Rake36
Rake36

Reputation: 1022

.NET Save DateTime and completely ignore timezone

Maybe the answer is so obvious, I'm not seeing it, but I have a question that I'll risk asking anyway.

I want to allow users of a .NET Web application to enter a date/time, store it in an Oracle database, and no matter which timezone they are in, it always displays as the raw, original version as typed in by the user. So if one user in California enters 2PM and another in Maryland enters 2PM, they would both show as 2PM to a user in Japan. Two types of clients are possible, a web user and a windows client user (connected via web service).

Think of it like I want to completely break all timezone smarts that most applications worry about.

I don't want to save as a string though. I want a datetime that I can add/remove hours and minutes from.

Edit:

This was basically the exact problem I was having.

Upvotes: 9

Views: 29410

Answers (5)

TreeAndLeaf
TreeAndLeaf

Reputation: 1273

If you also need to remove the time component, this works for me:

DateTime WithoutTimeZone(DateTime dateTime)
{
    var dateOnly = DateOnly.FromDateTime(dateTime);
    return new DateTime(dateOnly, TimeOnly.MinValue, DateTimeKind.Utc);
}

Upvotes: 1

adospace
adospace

Reputation: 2019

If you really want discard time zone:

    public static DateTime WithoutTimeZone(this DateTime dateTime)
    {
        if (dateTime.Kind != DateTimeKind.Unspecified)
            return new DateTime(dateTime.Ticks, DateTimeKind.Unspecified);

        return dateTime;
    }

Upvotes: 2

Jason Hitchings
Jason Hitchings

Reputation: 677

I had a time sensitive fix and the SpecifyKind did not allow me to make proper TimeSpan comparisons. In my situation, the quickest solution was to simply remove the Hours, Minutes, and Seconds from the time, as the DateTime I was comparing with was at midnight (00:00:00),

DateTime eventDateTime = (DateTime)row["event_date"];
eventDateTime = eventDateTime.AddHours(-1 * eventDateTime.Hour).AddMinutes(-1 * eventDateTime.Minute).AddSeconds(-1 * eventDateTime.Second);

Upvotes: 0

TheCodeKing
TheCodeKing

Reputation: 19220

You should always store DateTime in UTC format (universal). When you display it you can choose which ever timezone you wish, in your case this can be fixed for all users, rather than based on location.

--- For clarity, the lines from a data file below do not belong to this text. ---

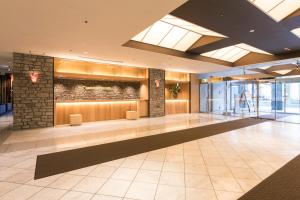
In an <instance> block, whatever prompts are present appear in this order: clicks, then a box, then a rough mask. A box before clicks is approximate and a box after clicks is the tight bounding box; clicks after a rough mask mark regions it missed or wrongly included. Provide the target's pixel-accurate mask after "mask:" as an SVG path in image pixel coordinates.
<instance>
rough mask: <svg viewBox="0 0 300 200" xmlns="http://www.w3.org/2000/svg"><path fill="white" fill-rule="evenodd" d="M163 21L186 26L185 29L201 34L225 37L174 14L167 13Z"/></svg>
mask: <svg viewBox="0 0 300 200" xmlns="http://www.w3.org/2000/svg"><path fill="white" fill-rule="evenodd" d="M161 21H164V22H167V23H170V24H173V25H175V26H178V27H181V28H185V29H187V30H190V31H194V32H196V33H199V34H201V35H210V36H218V37H225V36H224V35H222V34H219V33H217V32H214V31H211V30H208V29H206V28H203V27H201V26H198V25H195V24H193V23H190V22H188V21H185V20H183V19H180V18H177V17H174V16H172V15H166V16H165V17H163V18H162V19H161Z"/></svg>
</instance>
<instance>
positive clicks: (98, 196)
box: [92, 194, 122, 200]
mask: <svg viewBox="0 0 300 200" xmlns="http://www.w3.org/2000/svg"><path fill="white" fill-rule="evenodd" d="M92 200H122V198H120V197H113V196H105V195H98V194H97V195H95V196H94V197H93V198H92Z"/></svg>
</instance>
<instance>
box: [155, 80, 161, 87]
mask: <svg viewBox="0 0 300 200" xmlns="http://www.w3.org/2000/svg"><path fill="white" fill-rule="evenodd" d="M154 82H155V87H157V88H159V83H160V81H159V80H155V81H154Z"/></svg>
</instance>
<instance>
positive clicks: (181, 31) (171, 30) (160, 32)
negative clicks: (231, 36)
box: [131, 15, 225, 51]
mask: <svg viewBox="0 0 300 200" xmlns="http://www.w3.org/2000/svg"><path fill="white" fill-rule="evenodd" d="M201 33H202V34H201ZM202 35H210V36H219V37H225V36H223V35H221V34H219V33H216V32H214V31H211V30H208V29H205V28H203V27H200V26H197V25H195V24H192V23H190V22H187V21H185V20H182V19H179V18H177V17H174V16H172V15H167V16H165V17H163V18H162V19H161V20H159V21H157V22H156V23H154V24H153V25H151V26H150V27H148V28H147V29H145V30H144V31H142V32H141V33H139V34H137V35H136V36H134V37H133V38H132V39H131V40H134V41H138V42H143V43H147V44H152V45H157V46H161V47H165V48H170V49H174V50H178V51H186V50H188V49H189V48H190V47H191V46H192V45H193V44H194V43H195V42H196V41H197V40H199V39H200V38H201V37H202Z"/></svg>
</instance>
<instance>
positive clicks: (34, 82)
mask: <svg viewBox="0 0 300 200" xmlns="http://www.w3.org/2000/svg"><path fill="white" fill-rule="evenodd" d="M38 77H39V74H38V73H37V72H31V73H30V80H31V82H32V83H36V82H37V80H38Z"/></svg>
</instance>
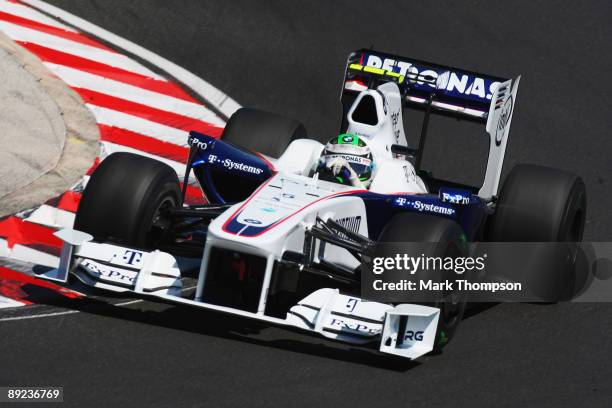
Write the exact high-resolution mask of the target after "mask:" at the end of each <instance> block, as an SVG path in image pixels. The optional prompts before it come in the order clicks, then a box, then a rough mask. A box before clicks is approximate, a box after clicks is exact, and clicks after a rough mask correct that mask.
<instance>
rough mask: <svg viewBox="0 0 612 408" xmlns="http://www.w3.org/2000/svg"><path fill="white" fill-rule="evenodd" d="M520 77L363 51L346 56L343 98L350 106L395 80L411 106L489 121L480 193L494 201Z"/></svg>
mask: <svg viewBox="0 0 612 408" xmlns="http://www.w3.org/2000/svg"><path fill="white" fill-rule="evenodd" d="M519 80H520V77H518V78H516V79H514V80H512V79H509V78H502V77H496V76H492V75H486V74H481V73H478V72H474V71H468V70H464V69H459V68H454V67H449V66H444V65H439V64H434V63H431V62H425V61H419V60H416V59H412V58H406V57H401V56H397V55H392V54H386V53H383V52H379V51H373V50H366V49H362V50H358V51H355V52H352V53H351V54H350V55H349V57H348V60H347V64H346V70H345V74H344V81H343V86H342V94H341V99H342V102H343V104H344V105H345V106H346V105H347V104H350V101H351V100H353V99H354V97H355V95H356V94H357V93H359V92H361V91H363V90H366V89H375V88H377V87H378V86H380V85H381V84H382V83H385V82H395V83H396V84H397V85H398V87H399V89H400V92H401V93H402V96H403V99H404V102H405V104H406V106H407V107H413V108H417V109H423V110H425V111H426V112H427V115H429V113H430V112H431V113H433V114H436V113H438V114H444V115H450V116H454V117H457V118H460V119H468V120H472V121H476V122H479V123H482V124H485V125H486V131H487V133H489V136H490V144H489V159H488V163H487V172H486V175H485V180H484V183H483V185H482V187H481V188H480V190H479V191H478V195H479V196H480V197H482V198H485V199H490V198H491V197H492V196H494V195H496V194H497V189H498V185H499V179H500V176H501V170H502V166H503V161H504V154H505V150H506V143H507V139H508V134H509V131H510V123H511V120H512V113H513V111H514V104H515V101H516V94H517V91H518V84H519ZM422 142H423V141H422Z"/></svg>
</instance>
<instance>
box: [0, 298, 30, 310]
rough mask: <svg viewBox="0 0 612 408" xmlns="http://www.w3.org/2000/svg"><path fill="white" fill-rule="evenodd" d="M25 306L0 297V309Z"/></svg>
mask: <svg viewBox="0 0 612 408" xmlns="http://www.w3.org/2000/svg"><path fill="white" fill-rule="evenodd" d="M21 306H25V303H23V302H18V301H16V300H14V299H10V298H7V297H4V296H0V309H7V308H9V307H21Z"/></svg>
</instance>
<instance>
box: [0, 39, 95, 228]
mask: <svg viewBox="0 0 612 408" xmlns="http://www.w3.org/2000/svg"><path fill="white" fill-rule="evenodd" d="M0 78H2V80H1V81H0V124H1V127H0V129H1V131H0V146H1V148H0V216H3V215H7V214H10V213H13V212H16V211H19V210H23V209H27V208H31V207H34V206H36V205H39V204H41V203H43V202H45V201H46V200H48V199H49V198H52V197H55V196H57V195H59V194H61V193H63V192H64V191H66V190H67V189H68V188H70V187H71V186H72V185H73V184H75V183H76V182H77V181H78V180H79V179H80V178H81V177H82V176H83V174H85V172H86V171H87V169H88V168H89V167H90V166H91V165H92V163H93V162H94V160H95V158H96V156H97V154H98V143H97V142H98V139H99V132H98V127H97V125H96V122H95V120H94V117H93V116H92V114H91V113H90V112H89V110H88V109H87V108H86V107H85V105H84V103H83V101H82V99H81V98H80V97H79V95H78V94H77V93H76V92H74V91H73V90H72V89H70V88H69V87H68V86H66V84H65V83H64V82H62V81H61V80H60V79H58V78H56V77H54V76H53V75H52V74H51V73H50V72H49V71H48V70H47V69H46V68H45V66H44V65H43V64H42V63H41V61H40V60H39V59H38V58H37V57H35V56H34V55H32V54H31V53H29V52H28V51H26V50H25V49H23V48H22V47H20V46H18V45H17V44H15V43H14V42H13V41H11V40H10V39H9V38H7V37H6V36H5V35H4V34H2V33H0Z"/></svg>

// when recording date time
DateTime utcDateTime = DateTime.UtcNow;

// parse DateTime back out from string
DateTime utcDateTime = DateTime.SpecifyKind(DateTime.Parse(dateStr),
                                            DateTimeKind.Utc);

// localized DateTime
DateTime localDate = utcDateTime.ToLocalTime();

// fixed DateTime based on timezone
string timeZoneKey = "New Zealand Standard Time";
TimeZoneInfo timeZone = TimeZoneInfo.FindSystemTimeZoneById(timeZoneKey);
DateTime nzlocalDate = TimeZoneInfo.ConvertTimeFromUtc(utcDateTime, timeZone);

This takes into account things like day-light savings which can trip you up if start saving localized dates.

Upvotes: 12

ChrisF
ChrisF

Reputation: 137148

If you just store the DateTime as entered/picked by the user then it will be stored as just that. There will be time zone informations stored in it, but you are in control of what you do with it.

For example, when you want to output it to the screen/file etc. you will need to format it to a string. If you use this ToString overload with CultureInfo.InvariantCulture then this should ignore the current culture and output the date as is:

DateTime date = DateTime.Now;
string output = date.ToString("d", CultureInfo.InvariantCulture);

Other operations will require different handling, but you will need to specify what happens in each case.